Auf der Mangoplantage hab ich mich wie Aschenputtel gefühlt. Kein Fortschritt zu sehen, keine Entwicklung. Vielleicht im nächsten Jahr, aber nicht direkt. Alles wird sich wiederholen. Das Unkraut wird nachwachsen. Die Bäume werden auf’s Neue beschnitten werden müssen um genügend Mango zu tragen. Ich arbeite um den Verkauf vorzubereiten. Um dann genug Geld zu verdienen um mir Essen zu kaufen. Das fühlt sich zu einseitig an.
Das gemeinsame Bauen tut mir richtig gut. Wenn ich draußen arbeite, Zement anrühre, auf Wände klettere und ihn in die Lücken fülle, in Erde wühle, Nägel in Holzplatten schlage, Mauern baue und in der Mittagshitze schwitze, geht’s mir gut. Ich habe weniger Hunger, bin wach und energetisch, fühl mich wohl in meinem Körper, habe abends müde Beine und kann die Pausen genießen. Ich bin frei, kann arbeiten so lange ich will, so viel ich will. Ich arbeite zusammen mit anderen, wir reden, wir reden nicht.

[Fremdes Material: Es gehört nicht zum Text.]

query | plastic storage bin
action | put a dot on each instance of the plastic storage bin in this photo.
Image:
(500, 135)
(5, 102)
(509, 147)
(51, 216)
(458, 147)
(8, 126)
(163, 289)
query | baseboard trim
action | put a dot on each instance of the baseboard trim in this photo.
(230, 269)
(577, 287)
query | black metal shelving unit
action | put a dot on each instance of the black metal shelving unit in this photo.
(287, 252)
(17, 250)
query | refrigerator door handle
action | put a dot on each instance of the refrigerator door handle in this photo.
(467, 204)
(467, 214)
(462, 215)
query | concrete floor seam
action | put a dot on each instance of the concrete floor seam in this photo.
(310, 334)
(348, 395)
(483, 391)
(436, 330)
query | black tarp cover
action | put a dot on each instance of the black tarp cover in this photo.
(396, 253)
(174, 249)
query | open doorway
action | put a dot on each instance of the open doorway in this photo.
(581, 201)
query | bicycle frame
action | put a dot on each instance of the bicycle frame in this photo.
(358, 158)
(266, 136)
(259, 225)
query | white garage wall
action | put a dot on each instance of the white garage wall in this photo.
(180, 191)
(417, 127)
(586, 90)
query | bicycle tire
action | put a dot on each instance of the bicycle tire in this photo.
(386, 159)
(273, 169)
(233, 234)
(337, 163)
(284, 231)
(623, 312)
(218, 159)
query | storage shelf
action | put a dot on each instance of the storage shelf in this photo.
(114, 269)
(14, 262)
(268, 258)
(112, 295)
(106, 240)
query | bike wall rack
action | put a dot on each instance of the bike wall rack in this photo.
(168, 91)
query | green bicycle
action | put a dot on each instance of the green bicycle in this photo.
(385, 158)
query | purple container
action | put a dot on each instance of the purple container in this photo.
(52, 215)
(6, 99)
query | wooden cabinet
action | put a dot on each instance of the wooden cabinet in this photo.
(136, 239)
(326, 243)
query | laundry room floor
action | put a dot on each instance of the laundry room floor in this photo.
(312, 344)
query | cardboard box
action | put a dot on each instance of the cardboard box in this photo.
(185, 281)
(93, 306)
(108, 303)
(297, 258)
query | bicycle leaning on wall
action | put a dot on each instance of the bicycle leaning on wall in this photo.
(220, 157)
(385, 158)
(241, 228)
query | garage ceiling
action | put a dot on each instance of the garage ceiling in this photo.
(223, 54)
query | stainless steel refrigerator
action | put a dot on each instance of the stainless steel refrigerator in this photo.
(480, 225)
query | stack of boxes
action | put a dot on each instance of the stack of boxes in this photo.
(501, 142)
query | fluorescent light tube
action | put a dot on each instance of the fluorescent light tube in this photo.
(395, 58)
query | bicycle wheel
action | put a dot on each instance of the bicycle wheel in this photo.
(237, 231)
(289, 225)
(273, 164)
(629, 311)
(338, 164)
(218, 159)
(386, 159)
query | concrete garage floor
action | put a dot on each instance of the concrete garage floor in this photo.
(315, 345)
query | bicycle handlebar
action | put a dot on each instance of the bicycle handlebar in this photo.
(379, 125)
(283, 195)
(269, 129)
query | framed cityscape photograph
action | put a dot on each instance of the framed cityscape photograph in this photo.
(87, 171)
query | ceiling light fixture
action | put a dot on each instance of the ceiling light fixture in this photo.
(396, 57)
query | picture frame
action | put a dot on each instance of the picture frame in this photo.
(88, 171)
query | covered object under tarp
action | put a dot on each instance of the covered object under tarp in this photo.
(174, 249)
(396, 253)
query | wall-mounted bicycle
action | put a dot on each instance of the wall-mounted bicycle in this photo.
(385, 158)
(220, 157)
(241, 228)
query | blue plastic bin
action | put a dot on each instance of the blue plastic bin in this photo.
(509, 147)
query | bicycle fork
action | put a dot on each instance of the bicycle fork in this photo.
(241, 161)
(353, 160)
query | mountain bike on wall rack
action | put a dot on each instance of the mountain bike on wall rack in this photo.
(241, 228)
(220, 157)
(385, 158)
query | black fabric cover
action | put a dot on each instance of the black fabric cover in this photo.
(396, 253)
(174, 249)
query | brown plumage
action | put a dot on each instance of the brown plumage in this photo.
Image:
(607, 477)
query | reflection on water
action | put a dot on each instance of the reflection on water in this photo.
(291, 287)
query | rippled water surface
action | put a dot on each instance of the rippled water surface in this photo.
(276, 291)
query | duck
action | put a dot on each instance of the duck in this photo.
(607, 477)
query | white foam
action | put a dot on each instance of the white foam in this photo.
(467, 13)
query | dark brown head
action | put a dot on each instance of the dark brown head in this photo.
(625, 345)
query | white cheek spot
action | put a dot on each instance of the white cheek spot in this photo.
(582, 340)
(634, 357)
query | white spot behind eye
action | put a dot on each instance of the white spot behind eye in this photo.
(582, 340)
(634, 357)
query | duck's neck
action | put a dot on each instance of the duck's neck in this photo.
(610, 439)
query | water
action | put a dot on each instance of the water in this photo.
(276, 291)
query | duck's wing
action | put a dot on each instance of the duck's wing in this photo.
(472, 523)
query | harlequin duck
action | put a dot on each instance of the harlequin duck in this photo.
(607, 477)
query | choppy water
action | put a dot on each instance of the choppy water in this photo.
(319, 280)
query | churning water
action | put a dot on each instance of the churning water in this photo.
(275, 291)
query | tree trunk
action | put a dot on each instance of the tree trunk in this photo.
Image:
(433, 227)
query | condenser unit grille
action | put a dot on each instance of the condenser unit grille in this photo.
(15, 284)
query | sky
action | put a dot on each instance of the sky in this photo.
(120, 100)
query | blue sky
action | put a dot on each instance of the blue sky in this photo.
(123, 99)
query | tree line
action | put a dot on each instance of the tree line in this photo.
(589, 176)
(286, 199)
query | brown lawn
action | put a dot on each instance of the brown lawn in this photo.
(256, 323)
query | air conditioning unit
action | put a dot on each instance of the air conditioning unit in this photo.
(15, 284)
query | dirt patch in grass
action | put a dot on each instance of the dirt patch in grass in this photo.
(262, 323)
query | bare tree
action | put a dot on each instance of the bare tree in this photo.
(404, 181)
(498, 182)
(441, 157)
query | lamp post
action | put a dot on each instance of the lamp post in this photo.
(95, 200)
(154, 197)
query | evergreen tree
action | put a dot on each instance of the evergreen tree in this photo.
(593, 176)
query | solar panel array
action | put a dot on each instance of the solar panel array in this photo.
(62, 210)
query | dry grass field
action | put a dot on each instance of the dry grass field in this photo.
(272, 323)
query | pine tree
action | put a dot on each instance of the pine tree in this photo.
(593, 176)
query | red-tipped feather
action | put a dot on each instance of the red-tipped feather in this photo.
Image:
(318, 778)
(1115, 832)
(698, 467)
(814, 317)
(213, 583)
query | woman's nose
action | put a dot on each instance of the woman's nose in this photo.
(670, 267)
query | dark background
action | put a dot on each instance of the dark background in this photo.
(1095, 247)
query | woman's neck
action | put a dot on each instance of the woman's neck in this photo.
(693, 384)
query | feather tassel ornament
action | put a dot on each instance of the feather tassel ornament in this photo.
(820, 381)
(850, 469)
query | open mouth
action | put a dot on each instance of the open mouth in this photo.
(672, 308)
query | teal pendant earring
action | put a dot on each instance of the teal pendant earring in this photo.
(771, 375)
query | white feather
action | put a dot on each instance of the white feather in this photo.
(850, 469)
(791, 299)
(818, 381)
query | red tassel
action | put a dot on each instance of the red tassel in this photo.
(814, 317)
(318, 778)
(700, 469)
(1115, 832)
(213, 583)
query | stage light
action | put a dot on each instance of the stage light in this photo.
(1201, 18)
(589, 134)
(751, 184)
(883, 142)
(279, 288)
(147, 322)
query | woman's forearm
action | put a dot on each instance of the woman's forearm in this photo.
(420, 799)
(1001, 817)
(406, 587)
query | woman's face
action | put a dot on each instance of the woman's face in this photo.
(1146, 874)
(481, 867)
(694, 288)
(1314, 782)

Heute wurde ich mir wieder bewusst, dass ich aus der Perspektive einer Reisenden erzähle, die jederzeit weiterziehen kann. Die sich nicht mit den politischen Hintergründen rumschlagen muss, deren Pass überall freundlich gesehen wird. Die immer die Möglichkeit hat, einfach zurück zugehen, wenn sie genug hat und einen sicheren Hafen in Deutschland hat, mit Menschen, die sie lieben und die zu ihr halten. Nur einmal hat hier jemand auf meine deustche Nationalität reagiert, als hätte ich die Schuld geerbt, alle anderen waren großzügig und herzlich. Ein bisschen ist es, als würde ich wie Bastian in eine Geschichte einsteigen, ich erlebe sie in vollen Zügen, ich sauge jeden Moment auf, freue mich über jedes Mittagessen und jeden Granatapfel, über jede Umarmung und nette Begegnung, aber ich bleibe eine Gastfigur, die irgendwann die Bühne wieder räumen wird. Mah ze nisha? Und was bleibt dann?